複数行にまたがる括弧はなぜズレるのか

  • Unicodeには、複数行にまたがる丸括弧、角括弧、波括弧がある(下図)。このうち2文字で作る波括弧は、左上と右下、左下と右上のパーツが共通なので、文字数としては、ここまでで16文字。


  • これらの括弧には、拡張用の直線パーツ(下図、グレー地)が用意されている。丸括弧用と角括弧用はそれぞれ左右別々、波括弧用のみ左右共通で、文字数としては5文字。しかしAdobe-Japan1では、これら5文字がすべてCID+12167に集約されており、区別してデザインすることができない。


  • 下図は小塚明朝。角括弧の拡張はうまくいっているが、丸括弧と波括弧は直線部分がズレている。また、2文字分の波括弧のパーツは、おそらく左右共用ではなく左専用としてデザインされており、右に使うと中央が空いてしまう。


  • ヒラギノ明朝のズレる箇所は、小塚明朝と同じ(下図)。


  • リュウミンは、ズレのないデザイン(下図)*1。ただ、複数行にまたがる角括弧は、(丸括弧のセンターが太さの基準となるため)通常の角括弧と比べて太さが目立ち、CID+12167のみですべての直線パーツをまかなうのは、明朝体では苦しい気がする。


  • 小塚ゴシックは、丸括弧の直線パーツがズレない(下図)。一方、デザイン的に無理があるわけでもなさそうな波括弧は、微妙にズレている。

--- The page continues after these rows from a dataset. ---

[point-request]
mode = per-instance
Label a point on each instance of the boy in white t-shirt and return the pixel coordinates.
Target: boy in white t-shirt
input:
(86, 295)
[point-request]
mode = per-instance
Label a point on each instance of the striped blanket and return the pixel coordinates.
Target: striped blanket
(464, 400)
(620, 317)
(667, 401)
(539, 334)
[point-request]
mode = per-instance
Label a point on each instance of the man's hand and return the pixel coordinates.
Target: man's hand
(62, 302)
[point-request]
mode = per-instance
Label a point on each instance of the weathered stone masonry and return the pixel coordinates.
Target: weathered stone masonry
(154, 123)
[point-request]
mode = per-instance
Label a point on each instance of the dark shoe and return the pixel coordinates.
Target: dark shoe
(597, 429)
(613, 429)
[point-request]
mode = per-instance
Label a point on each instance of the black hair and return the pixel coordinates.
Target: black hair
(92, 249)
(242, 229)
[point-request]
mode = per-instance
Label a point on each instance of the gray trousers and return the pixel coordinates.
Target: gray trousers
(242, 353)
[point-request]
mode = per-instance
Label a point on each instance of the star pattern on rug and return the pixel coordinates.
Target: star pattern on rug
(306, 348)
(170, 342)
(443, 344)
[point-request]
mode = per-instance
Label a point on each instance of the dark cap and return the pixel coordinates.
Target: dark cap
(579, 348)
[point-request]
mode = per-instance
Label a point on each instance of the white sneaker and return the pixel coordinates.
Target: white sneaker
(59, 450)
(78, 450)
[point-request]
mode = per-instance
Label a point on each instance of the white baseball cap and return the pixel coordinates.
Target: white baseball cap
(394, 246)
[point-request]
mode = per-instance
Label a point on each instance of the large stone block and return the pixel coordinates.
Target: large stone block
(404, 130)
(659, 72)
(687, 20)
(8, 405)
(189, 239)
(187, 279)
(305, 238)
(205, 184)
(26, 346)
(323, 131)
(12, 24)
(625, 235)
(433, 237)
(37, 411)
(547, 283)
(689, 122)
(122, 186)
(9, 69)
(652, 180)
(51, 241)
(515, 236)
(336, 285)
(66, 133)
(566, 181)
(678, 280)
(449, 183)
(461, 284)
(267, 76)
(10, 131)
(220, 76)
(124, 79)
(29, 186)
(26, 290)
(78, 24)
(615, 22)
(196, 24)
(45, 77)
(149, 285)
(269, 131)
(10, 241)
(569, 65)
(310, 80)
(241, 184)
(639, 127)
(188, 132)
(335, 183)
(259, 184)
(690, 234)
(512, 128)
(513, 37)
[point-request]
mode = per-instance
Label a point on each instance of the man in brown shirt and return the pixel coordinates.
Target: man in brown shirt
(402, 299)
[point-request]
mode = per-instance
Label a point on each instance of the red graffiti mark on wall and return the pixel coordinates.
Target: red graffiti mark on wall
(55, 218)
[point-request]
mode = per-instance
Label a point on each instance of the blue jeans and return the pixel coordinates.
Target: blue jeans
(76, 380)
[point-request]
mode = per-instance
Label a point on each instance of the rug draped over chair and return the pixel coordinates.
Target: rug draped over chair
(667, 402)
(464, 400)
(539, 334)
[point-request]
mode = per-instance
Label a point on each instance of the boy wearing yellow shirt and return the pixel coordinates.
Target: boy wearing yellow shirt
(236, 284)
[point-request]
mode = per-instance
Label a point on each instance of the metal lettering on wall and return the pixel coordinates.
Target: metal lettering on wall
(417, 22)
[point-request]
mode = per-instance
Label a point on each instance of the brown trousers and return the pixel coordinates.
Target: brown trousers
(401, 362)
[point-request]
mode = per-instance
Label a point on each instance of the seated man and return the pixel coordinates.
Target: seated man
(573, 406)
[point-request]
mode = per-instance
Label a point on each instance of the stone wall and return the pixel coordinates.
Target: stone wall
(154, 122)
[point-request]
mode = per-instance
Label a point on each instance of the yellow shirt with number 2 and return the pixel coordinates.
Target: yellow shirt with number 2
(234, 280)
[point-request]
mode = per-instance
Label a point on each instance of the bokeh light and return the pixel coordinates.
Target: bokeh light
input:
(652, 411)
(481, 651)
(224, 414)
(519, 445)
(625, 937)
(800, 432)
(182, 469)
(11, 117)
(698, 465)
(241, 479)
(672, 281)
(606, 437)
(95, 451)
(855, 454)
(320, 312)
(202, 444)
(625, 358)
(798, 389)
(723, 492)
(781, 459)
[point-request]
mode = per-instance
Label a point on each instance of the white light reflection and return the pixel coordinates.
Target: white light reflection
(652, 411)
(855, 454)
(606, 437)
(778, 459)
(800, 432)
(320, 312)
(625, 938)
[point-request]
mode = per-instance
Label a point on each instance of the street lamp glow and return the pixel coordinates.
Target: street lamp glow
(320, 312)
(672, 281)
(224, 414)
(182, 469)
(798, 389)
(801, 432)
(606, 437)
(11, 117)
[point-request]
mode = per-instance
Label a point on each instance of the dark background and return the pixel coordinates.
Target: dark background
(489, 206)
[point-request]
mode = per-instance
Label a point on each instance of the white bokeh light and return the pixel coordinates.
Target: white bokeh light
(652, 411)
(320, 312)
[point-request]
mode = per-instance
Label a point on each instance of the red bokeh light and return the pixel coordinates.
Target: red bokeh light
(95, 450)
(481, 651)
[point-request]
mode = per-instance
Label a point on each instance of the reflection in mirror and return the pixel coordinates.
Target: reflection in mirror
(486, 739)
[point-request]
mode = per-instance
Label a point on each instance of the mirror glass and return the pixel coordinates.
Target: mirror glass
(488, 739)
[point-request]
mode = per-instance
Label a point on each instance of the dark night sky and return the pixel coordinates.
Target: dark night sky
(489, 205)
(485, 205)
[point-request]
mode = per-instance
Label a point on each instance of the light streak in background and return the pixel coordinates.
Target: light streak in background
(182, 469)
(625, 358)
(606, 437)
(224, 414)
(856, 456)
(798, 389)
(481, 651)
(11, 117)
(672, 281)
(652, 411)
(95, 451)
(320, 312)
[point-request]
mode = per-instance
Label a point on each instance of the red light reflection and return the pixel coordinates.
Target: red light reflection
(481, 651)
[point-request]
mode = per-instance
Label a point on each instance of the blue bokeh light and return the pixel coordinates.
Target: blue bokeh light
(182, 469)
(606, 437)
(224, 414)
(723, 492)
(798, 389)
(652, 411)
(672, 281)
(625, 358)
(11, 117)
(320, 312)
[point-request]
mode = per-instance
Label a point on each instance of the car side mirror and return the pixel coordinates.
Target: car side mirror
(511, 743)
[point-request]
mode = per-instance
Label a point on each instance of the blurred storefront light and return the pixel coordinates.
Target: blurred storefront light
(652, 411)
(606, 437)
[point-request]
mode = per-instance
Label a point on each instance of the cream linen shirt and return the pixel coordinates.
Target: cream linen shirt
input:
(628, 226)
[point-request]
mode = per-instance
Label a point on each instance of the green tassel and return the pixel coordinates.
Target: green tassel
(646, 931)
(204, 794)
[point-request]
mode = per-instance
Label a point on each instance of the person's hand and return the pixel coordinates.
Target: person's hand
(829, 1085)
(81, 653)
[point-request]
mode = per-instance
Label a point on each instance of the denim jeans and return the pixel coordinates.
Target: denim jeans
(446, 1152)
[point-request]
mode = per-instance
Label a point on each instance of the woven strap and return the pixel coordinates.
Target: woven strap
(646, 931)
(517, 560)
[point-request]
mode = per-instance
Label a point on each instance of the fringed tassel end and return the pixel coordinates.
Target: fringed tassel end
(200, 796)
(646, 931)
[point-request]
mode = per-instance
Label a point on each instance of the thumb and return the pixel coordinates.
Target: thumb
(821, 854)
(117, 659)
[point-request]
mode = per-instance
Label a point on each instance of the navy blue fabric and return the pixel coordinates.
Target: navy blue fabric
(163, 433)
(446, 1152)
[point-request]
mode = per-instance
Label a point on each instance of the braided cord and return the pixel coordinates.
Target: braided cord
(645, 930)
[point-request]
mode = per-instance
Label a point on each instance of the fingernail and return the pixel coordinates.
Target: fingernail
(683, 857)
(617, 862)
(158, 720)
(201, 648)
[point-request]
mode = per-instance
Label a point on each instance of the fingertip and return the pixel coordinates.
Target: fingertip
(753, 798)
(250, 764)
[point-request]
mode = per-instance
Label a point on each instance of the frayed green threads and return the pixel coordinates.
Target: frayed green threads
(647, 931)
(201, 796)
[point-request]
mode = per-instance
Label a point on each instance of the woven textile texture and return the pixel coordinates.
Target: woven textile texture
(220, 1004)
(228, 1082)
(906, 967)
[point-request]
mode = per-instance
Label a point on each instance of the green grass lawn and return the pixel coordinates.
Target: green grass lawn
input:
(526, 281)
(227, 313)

  • 以上見てきたすべてのフォントで、拡張用の直線パーツは角括弧にフィットしている。その理由は、Adobe-Japan1におけるグリフの並び順にありそうだ。下図は「複数行にまたがる括弧」のパーツを、Adobe-Japan1の視点でまとめたもの。この位置関係から考えると、CID+12167が角括弧および亀甲括弧用を拡張することが期待されていることは明らかであり、丸括弧については微妙。波括弧は遠く離れた箇所にある。


  • 複数行にまたがる括弧がUnicodeに入ったのはバージョン3.2(2002年3月)であり、Adobe-Japan1-4のリリース(2000年3月)のほうが2年早い。Unicode 3.2が出る以前のAdobe-Japan1-4の実装が、現在の視点からは若干奇妙に見えるということなのだろう。上図でCIDをグレーとしたのはUnicodeマッピングのないグリフ。赤字はAdobe-Japan1-4のグリフだがUnicodeマッピングAdobe-Japan1-5以降のcmap(UniJIS-UTF32系)で追加されたもの*2
  • ちなみにAdobe-Japan1-4のTechNote(#5078)の最初の版(31 March 2000)では、グリフはリリース前のリュウミンProで例示されていたが(下図)、これを見る限りでは、行をまたぐ丸括弧をCID+12167で拡張する意図は感じられない(明らかに太さが違うように見える)。リリースまでの間にグリフを変更したということだろうか。

*1:3行分の右丸括弧が微妙にズレているように見えるのは、InDesignの表示のせい。

*2:モリサワのProなどUniJIS-UCS2系のcmapを採用しているフォントでは、このマッピングは存在しない。